摘要:
I will discuss some recent results on how higher-order interactions shape collective dynamics. For example, do higher-order interactions promote synchronization? What role does the hypergraph structure play? In the other direction, I will discuss how to infer hypergraphs from time-series data and demonstrate its applications in neuroscience. For example, how important are higher-order interactions in the brain? How do we know when are network models adequate and when are they not?
报告人简介:
Dr. Zhang is an Omidyar Fellow at the Santa Fe Institute. Before that, he was a Schmidt Science Fellow at Cornell working with Steven Strogatz. He received his Ph.D. in Physics from Northwestern University and his B.Sc. in Mathematics from Zhejiang University. His research focuses on developing mathematical and computational tools for the study of complex systems, especially using techniques from dynamical systems, network theory, data science, and machine learning.
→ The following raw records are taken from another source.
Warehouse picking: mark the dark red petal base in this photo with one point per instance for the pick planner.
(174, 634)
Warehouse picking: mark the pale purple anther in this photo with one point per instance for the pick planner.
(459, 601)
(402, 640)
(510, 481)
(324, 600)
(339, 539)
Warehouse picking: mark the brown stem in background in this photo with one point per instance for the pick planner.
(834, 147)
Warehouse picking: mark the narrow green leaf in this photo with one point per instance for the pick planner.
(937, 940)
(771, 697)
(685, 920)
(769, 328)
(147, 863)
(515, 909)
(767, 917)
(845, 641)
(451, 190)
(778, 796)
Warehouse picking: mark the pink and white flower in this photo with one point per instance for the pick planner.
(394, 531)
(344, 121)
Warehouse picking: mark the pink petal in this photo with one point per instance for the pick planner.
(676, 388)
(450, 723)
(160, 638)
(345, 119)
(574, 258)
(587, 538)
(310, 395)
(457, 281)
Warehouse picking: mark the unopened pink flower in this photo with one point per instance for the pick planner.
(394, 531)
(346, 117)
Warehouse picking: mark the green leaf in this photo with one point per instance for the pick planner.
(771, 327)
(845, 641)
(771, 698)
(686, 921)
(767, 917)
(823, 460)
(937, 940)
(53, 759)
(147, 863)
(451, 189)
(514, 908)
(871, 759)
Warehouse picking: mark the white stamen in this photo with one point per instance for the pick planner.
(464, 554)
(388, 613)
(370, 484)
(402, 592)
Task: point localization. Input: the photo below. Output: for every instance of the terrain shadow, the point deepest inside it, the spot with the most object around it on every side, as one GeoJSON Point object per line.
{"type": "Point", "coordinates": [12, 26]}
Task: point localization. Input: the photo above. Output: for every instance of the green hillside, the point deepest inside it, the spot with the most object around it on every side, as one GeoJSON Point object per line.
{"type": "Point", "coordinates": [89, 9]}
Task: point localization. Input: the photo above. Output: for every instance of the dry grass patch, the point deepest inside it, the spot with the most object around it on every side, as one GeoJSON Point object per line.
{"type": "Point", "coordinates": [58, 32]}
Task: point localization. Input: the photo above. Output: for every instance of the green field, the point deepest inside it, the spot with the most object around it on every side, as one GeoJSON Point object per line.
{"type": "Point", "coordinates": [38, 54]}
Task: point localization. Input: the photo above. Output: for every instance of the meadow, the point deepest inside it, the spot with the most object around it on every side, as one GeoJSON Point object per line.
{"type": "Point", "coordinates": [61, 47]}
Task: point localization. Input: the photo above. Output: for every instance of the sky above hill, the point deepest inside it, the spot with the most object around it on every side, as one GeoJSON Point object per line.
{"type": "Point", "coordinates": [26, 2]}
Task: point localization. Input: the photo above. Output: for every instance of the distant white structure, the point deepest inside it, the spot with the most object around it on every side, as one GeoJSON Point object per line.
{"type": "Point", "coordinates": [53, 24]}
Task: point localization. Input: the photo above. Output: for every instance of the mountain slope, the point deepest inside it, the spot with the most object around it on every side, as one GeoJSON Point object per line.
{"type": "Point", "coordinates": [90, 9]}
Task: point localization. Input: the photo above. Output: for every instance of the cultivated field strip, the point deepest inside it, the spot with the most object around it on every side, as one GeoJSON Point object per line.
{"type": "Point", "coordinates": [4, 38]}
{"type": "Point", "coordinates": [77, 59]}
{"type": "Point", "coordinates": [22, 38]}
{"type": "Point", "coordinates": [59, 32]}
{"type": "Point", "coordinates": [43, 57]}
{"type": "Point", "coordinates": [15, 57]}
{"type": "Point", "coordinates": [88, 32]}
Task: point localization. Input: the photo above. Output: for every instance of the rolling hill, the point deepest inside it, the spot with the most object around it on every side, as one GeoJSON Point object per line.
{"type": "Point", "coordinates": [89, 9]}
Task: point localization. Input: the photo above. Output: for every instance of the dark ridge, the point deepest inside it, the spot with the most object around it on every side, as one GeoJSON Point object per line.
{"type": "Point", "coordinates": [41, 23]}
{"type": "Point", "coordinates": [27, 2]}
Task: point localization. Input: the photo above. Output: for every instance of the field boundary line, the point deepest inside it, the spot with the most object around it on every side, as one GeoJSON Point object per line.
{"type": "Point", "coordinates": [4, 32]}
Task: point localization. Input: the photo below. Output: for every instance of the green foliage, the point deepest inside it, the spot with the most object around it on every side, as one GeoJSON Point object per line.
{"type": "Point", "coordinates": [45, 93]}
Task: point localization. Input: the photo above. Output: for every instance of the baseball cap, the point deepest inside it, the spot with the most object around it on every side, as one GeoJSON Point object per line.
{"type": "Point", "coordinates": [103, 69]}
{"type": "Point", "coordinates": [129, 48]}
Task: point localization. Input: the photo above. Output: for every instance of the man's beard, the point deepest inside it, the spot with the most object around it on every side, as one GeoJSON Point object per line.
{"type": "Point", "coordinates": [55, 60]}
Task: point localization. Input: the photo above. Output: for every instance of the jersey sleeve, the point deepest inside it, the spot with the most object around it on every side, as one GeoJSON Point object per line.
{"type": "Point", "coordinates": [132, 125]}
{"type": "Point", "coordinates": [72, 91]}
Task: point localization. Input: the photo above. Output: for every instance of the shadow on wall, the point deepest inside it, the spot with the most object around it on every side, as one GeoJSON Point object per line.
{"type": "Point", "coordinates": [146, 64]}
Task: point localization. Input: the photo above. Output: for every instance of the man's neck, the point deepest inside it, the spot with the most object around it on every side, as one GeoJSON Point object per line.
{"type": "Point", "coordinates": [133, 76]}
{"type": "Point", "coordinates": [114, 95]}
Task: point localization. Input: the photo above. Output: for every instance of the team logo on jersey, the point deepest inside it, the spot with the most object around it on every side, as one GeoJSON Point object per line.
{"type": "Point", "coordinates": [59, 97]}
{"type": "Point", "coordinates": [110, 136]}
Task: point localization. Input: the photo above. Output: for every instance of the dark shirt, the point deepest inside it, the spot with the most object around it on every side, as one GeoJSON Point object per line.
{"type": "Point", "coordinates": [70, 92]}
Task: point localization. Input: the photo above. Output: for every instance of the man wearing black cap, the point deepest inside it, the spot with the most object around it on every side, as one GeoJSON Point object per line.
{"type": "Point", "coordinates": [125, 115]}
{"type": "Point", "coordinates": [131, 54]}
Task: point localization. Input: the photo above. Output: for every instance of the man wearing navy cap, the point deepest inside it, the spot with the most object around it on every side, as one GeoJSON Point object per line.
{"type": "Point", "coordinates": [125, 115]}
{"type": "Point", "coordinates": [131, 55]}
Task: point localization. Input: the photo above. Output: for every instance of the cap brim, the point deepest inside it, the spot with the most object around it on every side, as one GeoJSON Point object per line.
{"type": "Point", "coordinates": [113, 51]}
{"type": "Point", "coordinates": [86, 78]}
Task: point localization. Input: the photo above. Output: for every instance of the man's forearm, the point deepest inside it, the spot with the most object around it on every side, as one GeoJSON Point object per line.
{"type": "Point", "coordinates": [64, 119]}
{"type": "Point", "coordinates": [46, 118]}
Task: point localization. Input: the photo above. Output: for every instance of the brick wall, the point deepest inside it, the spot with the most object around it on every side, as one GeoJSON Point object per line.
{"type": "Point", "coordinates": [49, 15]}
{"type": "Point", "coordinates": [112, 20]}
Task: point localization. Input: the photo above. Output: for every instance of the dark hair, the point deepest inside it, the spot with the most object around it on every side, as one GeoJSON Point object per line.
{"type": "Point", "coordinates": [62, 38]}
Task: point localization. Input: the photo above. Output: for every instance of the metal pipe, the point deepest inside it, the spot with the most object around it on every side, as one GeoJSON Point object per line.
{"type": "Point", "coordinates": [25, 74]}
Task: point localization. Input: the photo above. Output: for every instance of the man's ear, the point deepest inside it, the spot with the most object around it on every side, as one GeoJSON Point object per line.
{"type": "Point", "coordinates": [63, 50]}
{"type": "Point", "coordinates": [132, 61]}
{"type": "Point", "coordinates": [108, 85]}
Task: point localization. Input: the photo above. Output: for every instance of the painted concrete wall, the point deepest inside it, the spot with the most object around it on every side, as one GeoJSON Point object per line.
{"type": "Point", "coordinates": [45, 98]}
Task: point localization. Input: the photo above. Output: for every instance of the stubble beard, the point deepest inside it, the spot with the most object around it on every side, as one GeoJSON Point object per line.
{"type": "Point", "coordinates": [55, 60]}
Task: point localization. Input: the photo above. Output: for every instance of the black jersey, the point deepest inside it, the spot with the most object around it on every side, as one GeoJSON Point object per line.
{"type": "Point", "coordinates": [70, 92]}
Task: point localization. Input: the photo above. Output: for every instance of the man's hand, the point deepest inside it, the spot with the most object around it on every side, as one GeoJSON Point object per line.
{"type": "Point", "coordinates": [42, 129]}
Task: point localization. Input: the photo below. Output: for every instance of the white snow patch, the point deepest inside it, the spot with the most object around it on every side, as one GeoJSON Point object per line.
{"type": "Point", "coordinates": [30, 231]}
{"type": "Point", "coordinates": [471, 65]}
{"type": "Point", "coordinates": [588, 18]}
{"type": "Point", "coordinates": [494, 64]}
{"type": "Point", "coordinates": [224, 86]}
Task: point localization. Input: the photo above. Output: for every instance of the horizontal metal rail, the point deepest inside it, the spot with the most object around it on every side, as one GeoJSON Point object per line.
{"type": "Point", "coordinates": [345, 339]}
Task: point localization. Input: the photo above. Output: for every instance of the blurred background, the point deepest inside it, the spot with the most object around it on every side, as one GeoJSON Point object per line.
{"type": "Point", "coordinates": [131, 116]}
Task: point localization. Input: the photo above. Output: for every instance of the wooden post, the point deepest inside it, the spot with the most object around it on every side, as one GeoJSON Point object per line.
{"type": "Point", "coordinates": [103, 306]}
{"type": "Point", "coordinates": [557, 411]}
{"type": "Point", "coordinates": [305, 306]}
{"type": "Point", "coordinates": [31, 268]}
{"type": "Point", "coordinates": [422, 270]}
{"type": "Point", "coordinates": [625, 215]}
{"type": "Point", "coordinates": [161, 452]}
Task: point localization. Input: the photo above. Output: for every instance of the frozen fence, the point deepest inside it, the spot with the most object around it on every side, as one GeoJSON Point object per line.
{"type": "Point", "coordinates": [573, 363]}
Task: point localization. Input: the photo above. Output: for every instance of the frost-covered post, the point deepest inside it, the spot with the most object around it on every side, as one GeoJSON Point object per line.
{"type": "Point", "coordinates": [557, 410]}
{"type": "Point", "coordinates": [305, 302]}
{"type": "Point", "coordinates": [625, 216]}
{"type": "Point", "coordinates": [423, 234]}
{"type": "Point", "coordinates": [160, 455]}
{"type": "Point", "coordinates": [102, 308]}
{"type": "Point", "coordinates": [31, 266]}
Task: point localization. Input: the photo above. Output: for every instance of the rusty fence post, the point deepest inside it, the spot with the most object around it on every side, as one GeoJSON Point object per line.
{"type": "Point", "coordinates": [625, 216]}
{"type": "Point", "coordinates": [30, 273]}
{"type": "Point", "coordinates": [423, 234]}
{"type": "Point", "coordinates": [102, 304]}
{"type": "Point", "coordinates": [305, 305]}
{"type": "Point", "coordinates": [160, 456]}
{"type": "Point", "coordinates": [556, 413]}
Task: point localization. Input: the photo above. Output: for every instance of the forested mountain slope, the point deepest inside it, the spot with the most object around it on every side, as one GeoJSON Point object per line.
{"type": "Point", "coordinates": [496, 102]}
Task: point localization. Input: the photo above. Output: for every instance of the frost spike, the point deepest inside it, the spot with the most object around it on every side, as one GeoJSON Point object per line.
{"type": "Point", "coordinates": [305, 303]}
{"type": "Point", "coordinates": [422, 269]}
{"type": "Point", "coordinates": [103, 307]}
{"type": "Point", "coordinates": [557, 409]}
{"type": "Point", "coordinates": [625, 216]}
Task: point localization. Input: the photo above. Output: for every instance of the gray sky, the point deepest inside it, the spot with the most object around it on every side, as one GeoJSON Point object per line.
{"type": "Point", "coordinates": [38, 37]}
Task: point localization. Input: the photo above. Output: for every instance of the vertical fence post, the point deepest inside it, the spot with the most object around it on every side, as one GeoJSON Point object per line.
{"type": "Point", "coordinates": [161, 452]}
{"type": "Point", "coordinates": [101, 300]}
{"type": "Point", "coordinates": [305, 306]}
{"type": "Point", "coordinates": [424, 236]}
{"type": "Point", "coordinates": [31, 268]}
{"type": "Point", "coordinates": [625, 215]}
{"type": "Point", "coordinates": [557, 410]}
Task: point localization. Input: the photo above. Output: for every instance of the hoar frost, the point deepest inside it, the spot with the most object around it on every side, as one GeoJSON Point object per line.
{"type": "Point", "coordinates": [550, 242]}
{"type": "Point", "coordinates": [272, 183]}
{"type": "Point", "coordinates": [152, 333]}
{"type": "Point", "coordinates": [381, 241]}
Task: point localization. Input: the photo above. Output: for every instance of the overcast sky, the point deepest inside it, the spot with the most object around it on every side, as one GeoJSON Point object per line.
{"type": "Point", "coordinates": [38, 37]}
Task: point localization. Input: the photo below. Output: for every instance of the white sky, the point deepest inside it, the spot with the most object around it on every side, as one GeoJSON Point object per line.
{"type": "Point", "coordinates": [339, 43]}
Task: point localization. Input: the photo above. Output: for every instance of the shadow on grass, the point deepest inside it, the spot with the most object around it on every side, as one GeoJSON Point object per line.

He applies these tools to understand the behavior of complex systems that are often nonlinear and high-dimensional, which includes questions in mathematical biology (how do circadian clocks re-synchronize as we recover from jet lag?), neuroscience (how important are nonpairwise interactions in shaping macroscopic brain dynamics?), data-driven modeling (when can digital twins generalize to previously unseen conditions?), and scientific machine learning (is zero-shot forecasting of chaotic systems possible?). Some topics he worked on recently include high-dimensional basins in multistable systems, dynamics and inference on higher-order networks, and out-of-distribution generalization in neural networks.